Tilmann P. Gangloff, Diplom-Journalist und regelmäßiges Mitglied der Jury für den Grimme-Preis, schreibt freiberuflich unter anderem für das Portal evangelisch.de täglich TV-Tipps und setzt sich auch für "epd medien" mit dem Fernsehen auseinander. Auszeichnung: 2023 Bert-Donnepp-Preis - Deutscher Preis für Medienpublizistik (des Vereins der Freunde des Adolf-Grimme-Preises).
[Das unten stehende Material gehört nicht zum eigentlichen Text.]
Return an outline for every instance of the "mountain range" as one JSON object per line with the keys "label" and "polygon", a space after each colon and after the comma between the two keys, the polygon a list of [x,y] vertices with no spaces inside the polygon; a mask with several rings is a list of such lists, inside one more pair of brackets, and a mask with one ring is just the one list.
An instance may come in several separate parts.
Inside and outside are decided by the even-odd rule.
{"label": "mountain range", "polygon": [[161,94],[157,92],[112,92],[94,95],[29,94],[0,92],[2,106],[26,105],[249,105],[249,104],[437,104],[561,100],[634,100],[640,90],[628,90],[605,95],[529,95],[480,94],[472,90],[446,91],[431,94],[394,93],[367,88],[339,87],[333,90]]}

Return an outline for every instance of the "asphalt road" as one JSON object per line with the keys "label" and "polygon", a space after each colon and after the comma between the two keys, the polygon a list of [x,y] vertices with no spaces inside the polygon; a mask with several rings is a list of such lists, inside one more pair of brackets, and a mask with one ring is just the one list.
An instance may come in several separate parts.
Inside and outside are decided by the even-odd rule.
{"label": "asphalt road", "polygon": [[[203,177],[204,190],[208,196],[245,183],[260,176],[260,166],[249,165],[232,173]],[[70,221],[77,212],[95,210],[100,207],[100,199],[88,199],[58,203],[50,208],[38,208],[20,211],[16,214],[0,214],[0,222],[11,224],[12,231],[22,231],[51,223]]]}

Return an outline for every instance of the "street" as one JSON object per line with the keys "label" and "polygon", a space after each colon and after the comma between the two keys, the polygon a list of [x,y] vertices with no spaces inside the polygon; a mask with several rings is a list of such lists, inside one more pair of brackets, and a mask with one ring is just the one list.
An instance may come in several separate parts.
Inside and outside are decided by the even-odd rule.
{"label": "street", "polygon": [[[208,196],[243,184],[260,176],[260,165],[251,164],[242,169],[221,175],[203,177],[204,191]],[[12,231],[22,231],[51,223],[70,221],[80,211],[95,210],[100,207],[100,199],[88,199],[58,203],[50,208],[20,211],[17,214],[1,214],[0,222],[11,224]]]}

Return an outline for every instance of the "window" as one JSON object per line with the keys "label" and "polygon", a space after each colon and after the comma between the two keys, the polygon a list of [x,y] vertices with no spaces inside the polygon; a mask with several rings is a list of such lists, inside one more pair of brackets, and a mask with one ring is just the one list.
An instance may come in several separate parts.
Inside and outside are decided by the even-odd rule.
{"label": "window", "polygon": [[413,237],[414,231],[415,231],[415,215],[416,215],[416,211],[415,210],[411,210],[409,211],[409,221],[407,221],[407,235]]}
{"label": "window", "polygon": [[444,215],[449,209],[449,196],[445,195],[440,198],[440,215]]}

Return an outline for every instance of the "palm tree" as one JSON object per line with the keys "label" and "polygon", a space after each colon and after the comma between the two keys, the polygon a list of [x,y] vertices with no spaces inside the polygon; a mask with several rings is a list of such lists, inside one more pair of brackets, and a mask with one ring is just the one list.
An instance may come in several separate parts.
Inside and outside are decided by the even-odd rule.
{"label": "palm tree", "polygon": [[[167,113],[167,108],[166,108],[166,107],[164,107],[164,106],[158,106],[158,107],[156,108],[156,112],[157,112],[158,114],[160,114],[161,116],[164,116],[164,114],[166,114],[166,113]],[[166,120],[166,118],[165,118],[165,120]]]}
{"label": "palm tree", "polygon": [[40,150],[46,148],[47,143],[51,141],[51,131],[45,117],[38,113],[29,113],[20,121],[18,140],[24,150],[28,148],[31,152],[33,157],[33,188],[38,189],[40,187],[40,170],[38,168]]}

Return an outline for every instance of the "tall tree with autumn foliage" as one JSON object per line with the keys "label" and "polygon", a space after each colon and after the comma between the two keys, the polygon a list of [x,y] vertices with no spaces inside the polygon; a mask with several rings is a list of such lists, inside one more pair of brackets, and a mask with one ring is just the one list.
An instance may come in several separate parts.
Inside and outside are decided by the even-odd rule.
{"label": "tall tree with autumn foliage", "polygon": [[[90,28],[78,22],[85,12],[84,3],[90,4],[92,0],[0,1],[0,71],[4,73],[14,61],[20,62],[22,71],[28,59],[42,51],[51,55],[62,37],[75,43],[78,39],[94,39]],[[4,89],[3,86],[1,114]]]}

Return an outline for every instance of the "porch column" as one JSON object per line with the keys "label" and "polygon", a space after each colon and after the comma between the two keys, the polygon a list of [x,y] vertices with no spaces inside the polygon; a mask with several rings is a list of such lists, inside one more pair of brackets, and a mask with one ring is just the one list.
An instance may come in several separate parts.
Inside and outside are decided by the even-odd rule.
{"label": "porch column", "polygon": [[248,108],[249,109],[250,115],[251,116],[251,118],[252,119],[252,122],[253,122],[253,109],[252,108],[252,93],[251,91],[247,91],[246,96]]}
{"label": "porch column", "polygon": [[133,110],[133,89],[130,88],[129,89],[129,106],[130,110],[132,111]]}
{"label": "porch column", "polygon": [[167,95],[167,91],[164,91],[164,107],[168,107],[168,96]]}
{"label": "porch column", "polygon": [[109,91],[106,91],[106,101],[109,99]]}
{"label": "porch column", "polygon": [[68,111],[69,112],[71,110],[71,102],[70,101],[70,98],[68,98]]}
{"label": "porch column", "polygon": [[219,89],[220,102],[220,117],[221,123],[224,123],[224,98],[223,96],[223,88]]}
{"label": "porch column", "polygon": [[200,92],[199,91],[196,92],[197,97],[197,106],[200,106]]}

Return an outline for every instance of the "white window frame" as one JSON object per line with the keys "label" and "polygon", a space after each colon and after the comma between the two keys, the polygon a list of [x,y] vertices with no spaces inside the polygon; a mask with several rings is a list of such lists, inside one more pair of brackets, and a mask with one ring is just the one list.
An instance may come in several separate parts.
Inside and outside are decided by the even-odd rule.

"Interne Affären" ist ein hübsch doppeldeutiger Titel für diesen Münster-Krimi, der es ohnehin in sich hat. Das liegt sicher nicht allein daran, dass für Buch (Ulli Stephan) und Regie (Catharina Deus) zwei Frauen verantwortlich waren, aber einen gewissen Akzent werden die Damen schon zu verantworten haben. Als ungemein belebend erweist sich beispielsweise der Einfall, der diesmal sehr verletzlichen Anna eine Kollegin an die Seite zu stellen. Statt des üblichen Overbeck, für Wilsberg ohnehin ein rotes Tuch, agiert nun die ungleich ehrgeizigere Carola Sonntag, die den Krimi ungemein belebt; und das nicht allein, weil Wilsberg jetzt was zum Flirten hat. Äußerst schade, dass Katharina Wackernagel bloß ein Gastspiel gibt. Das gilt auch für Comedian Michael Kessler, der Carola Sonntag in einer Minirolle als Streifenpolizist ein Knöllchen verpasst. Mindestens so gut wie die packende Umsetzung ist das komplexe Drehbuch, denn was vordergründig wie Mobbing wirkt, entpuppt sich erst als unglückliche Liebesgeschichte und dann als Fall für die Drogenfahndung. Etwas zu kurz kommt diesmal allein Wilsbergs Kumpel Ekki Talkötter (Oliver Korittke), der dafür nach allzu ausgiebigem Konsum von Haschplätzchen die schönste Szene des Films hat.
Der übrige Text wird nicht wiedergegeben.